The deal is the latest of a recent series of winery purchases or startups in the Napa Valley wine industry by Asian investors or firms, including Sloan, Dana Estates, Kenzo Estate and 4088 (the former Bialla winery). Just last month, Kieu Hoang Winery, owned by a Vietnamese-American who sells exclusively to Asian markets, purchased Michael Mondavi’s winery facility in Carneros.
According to sources familiar with Asian investments in Napa Valley, Le Melange is owned by a Chinese company called Gold Tower Group, based in Jilin province, that specializes in hot peppers and hot pepper products. Another subsidiary of Gold Tower Group, Jinta Vineyards and Winery, bought Hannah Nicole Vineyards and Winery in Contra Costa early in 2013. Gold Tower Group is privately owned and its executives could not be reached for comment.
Doumani, a devout champion of Petite Sirah, created Quixote in the late 1990s after selling Stags’ Leap Winery, the property he founded in 1972. Doumani was among a wave of newcomers to Napa in the 1970s amid a renaissance in the region.
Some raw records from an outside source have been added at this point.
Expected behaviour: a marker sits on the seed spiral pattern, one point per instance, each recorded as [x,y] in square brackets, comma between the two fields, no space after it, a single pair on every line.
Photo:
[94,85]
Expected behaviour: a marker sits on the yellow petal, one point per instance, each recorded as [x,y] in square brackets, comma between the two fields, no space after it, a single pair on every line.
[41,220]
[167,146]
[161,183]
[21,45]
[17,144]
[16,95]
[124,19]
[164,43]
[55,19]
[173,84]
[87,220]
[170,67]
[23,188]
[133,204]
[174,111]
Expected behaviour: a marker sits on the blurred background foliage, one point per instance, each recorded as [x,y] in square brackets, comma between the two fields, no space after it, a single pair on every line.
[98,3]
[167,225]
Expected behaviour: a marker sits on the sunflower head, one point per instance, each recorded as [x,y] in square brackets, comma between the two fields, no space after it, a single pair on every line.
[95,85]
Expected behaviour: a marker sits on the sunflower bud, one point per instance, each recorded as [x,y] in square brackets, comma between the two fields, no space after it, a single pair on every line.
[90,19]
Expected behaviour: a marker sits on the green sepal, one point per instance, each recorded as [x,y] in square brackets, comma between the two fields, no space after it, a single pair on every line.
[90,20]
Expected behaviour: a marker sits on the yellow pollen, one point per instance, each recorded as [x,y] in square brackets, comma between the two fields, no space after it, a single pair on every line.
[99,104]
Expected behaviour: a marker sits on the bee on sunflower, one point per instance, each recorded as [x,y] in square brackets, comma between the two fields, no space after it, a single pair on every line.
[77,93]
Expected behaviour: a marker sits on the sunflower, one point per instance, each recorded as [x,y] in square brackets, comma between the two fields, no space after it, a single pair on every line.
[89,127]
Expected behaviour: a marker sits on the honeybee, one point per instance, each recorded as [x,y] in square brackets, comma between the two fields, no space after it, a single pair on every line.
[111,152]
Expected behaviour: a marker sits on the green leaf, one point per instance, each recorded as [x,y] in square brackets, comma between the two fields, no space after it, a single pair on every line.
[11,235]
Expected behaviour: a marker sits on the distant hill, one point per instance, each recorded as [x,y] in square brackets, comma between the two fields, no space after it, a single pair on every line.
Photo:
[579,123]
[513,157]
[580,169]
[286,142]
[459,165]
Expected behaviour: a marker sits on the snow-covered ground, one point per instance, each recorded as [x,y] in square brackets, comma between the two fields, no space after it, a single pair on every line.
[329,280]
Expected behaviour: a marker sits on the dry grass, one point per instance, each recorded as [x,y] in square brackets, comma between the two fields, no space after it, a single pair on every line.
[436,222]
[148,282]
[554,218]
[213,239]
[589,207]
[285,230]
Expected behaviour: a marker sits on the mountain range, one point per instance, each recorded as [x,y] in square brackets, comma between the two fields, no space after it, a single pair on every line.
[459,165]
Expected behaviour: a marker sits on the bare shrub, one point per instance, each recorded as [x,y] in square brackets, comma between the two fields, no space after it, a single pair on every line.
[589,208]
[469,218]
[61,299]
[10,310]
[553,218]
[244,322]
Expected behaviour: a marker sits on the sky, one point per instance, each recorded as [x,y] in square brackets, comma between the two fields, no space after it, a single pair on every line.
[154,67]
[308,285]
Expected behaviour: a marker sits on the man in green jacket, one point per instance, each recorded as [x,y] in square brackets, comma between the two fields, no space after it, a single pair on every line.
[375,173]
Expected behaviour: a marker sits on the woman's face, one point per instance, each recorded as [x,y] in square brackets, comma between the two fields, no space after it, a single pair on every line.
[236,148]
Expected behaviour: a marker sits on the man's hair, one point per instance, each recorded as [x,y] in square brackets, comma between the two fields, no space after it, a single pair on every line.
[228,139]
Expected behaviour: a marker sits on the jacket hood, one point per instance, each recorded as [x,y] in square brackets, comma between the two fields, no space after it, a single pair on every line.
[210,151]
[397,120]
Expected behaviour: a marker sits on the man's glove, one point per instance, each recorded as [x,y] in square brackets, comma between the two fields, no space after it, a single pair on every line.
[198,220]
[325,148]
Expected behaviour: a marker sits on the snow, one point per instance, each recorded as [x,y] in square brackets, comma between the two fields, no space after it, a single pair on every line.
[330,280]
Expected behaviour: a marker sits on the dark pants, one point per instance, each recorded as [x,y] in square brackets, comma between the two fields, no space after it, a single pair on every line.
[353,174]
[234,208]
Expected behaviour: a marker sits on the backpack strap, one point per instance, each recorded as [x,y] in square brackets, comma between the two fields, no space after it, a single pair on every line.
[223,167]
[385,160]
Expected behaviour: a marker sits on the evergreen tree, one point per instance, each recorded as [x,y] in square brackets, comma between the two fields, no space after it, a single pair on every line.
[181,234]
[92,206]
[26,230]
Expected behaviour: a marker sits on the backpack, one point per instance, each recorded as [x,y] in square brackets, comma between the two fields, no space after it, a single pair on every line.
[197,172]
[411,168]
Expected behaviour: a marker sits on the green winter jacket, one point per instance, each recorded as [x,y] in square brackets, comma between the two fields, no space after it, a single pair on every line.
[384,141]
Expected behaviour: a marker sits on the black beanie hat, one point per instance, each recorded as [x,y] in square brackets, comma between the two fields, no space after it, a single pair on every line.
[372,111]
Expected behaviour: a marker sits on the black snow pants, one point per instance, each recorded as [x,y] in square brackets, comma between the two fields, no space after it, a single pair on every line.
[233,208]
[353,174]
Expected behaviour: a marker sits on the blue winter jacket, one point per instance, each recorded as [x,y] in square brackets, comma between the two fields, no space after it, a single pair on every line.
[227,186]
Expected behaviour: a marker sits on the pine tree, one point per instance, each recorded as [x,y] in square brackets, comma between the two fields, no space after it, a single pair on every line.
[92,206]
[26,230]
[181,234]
An original winery on the property was founded in 1893 but closed during Prohibition. Doumani bought the property in 1971 and started his winery by focusing on Petite Sirah and Chenin Blanc. He sold the winery to Foster’s in 1997, but kept some of the vineyard for Quixote. Quixote takes its name from Cervantes' idealistic hero -- a man inspired by lofty but impractical goals, much like Doumani. Austrian architect and artist Friedensreich Hundertwasser designed the winery. It includes 29 acres of vines.
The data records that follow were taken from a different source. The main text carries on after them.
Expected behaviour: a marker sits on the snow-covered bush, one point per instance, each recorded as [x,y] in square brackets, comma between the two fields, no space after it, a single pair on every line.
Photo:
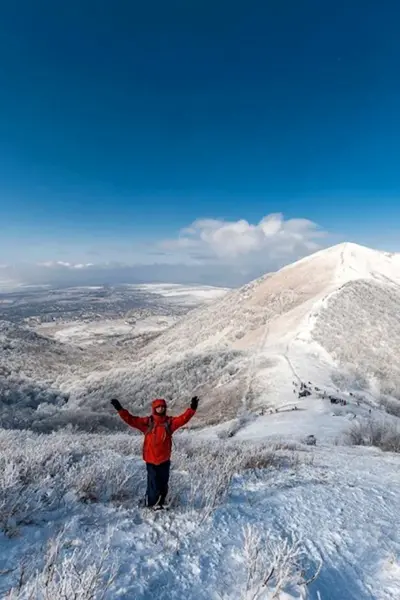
[176,381]
[68,572]
[38,473]
[274,567]
[382,434]
[391,405]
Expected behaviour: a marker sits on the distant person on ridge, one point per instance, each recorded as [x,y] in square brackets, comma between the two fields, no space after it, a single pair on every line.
[158,429]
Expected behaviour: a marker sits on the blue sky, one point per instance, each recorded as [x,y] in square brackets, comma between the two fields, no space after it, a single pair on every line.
[121,124]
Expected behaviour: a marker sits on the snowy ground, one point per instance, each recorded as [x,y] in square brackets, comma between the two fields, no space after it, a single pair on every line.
[338,504]
[99,332]
[184,294]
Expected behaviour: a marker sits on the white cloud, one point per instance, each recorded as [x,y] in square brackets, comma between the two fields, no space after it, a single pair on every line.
[228,241]
[210,251]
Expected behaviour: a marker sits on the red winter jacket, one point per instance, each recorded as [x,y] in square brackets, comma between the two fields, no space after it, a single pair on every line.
[157,445]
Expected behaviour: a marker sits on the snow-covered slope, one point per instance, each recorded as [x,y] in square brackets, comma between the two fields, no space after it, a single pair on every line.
[330,318]
[280,301]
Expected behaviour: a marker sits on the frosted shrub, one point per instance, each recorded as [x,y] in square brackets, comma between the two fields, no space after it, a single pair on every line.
[391,406]
[67,572]
[274,567]
[214,466]
[382,434]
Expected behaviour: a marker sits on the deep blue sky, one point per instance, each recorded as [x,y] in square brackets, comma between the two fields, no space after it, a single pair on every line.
[122,121]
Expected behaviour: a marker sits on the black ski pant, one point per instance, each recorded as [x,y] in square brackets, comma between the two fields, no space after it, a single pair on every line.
[157,483]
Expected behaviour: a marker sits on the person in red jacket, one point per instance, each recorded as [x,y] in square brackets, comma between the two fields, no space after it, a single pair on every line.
[158,429]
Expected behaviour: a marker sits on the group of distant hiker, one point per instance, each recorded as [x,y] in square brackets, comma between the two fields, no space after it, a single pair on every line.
[158,429]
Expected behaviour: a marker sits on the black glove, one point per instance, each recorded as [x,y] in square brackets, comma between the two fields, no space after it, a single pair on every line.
[194,403]
[116,404]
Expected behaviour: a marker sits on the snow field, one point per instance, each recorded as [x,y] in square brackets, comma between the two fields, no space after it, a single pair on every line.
[248,521]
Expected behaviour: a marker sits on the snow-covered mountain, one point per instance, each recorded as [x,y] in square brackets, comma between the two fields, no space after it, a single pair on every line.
[330,318]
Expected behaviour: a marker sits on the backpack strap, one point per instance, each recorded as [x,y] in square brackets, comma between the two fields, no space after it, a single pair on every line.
[167,425]
[150,424]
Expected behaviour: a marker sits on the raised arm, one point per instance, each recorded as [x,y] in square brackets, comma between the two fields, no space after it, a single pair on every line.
[185,417]
[140,423]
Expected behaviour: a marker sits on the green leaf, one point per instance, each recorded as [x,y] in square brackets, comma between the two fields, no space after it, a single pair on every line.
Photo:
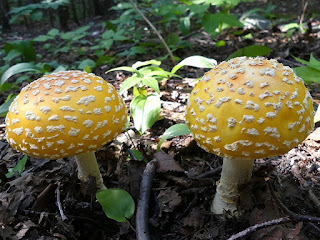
[317,115]
[18,68]
[195,61]
[116,203]
[251,51]
[210,24]
[150,62]
[87,62]
[151,82]
[308,74]
[174,131]
[18,168]
[129,83]
[145,111]
[4,108]
[128,69]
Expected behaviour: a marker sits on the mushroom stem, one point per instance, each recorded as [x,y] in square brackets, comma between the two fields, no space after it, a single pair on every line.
[88,166]
[234,173]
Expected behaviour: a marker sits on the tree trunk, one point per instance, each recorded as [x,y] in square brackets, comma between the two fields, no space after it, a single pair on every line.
[74,12]
[97,8]
[4,8]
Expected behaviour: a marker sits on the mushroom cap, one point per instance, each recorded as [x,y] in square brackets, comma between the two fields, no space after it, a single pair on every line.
[250,108]
[64,114]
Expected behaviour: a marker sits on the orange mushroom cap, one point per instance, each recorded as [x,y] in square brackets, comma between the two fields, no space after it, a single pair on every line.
[64,114]
[250,108]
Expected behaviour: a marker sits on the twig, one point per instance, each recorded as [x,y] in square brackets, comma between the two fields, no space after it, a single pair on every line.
[292,217]
[155,30]
[63,217]
[142,215]
[256,227]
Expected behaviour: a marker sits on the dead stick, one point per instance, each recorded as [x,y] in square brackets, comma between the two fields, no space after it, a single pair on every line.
[155,30]
[259,226]
[142,215]
[63,217]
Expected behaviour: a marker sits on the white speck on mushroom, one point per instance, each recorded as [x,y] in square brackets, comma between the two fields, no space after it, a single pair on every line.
[252,131]
[47,86]
[231,122]
[271,115]
[71,118]
[238,101]
[232,147]
[66,108]
[106,134]
[86,100]
[38,129]
[261,120]
[60,142]
[252,105]
[14,121]
[73,132]
[221,81]
[241,91]
[248,118]
[56,100]
[58,83]
[53,118]
[18,131]
[294,94]
[98,88]
[221,101]
[31,116]
[101,124]
[212,128]
[220,89]
[71,88]
[232,76]
[88,123]
[265,84]
[249,84]
[265,94]
[45,109]
[302,129]
[107,108]
[217,138]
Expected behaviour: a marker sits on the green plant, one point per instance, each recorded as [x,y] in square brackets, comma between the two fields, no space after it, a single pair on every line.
[251,51]
[116,203]
[309,73]
[35,11]
[145,107]
[19,168]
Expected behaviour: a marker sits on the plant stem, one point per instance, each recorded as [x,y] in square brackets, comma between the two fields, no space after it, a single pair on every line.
[88,166]
[155,30]
[234,173]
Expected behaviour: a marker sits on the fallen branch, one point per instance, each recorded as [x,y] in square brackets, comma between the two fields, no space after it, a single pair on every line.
[155,30]
[292,217]
[142,215]
[63,216]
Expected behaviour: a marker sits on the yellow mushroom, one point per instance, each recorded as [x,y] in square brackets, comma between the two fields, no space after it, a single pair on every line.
[64,114]
[244,109]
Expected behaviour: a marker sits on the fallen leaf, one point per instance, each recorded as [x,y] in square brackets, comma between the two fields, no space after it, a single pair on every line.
[166,163]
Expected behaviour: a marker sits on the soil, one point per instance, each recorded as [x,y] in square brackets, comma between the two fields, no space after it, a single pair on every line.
[183,187]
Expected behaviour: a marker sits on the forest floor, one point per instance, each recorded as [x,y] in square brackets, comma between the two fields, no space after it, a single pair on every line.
[183,187]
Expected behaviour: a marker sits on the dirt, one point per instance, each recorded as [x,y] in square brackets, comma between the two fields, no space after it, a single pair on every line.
[182,190]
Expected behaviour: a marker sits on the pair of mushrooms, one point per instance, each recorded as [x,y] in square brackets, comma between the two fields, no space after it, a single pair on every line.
[243,109]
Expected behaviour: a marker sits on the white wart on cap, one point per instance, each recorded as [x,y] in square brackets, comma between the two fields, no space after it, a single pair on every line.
[250,108]
[65,114]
“It was a good run,” Doumani, 81, said of his 43 years as a vintner. His winery has been on and off the market now for years amid the financial downturn that left real estate prices for even prestigious properties well below their earlier valuations. “It’s been time to go now for about five years.”
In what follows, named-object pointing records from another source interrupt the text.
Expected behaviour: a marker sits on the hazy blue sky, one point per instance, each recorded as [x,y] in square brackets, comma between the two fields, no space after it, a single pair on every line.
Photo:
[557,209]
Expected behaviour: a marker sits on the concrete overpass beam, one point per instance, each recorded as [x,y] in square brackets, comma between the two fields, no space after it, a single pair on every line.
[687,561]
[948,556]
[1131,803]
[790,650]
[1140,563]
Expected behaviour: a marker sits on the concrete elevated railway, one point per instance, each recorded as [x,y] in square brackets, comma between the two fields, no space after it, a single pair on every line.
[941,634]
He said the business was no longer the fun it had been earlier in his career. The challenges of marketing, sales and personnel were among the biggest complications of running a 6,000 to 8,000 case winery.
Doumani said he believes the new owners would retain the winemaking team, headed by Aaron Pott, and continue retail sales at the winery. But beyond that, the buyers didn’t reveal much of anything about their plans. “It was all rather mysterious,” he said.
Doumani isn’t getting out of the wine business entirely. He will remain a vintner, keeping a small Petite Sirah vineyard from which he intends to bottle a new label under the Encandato brand, the same name as a Mescal firm he once operated.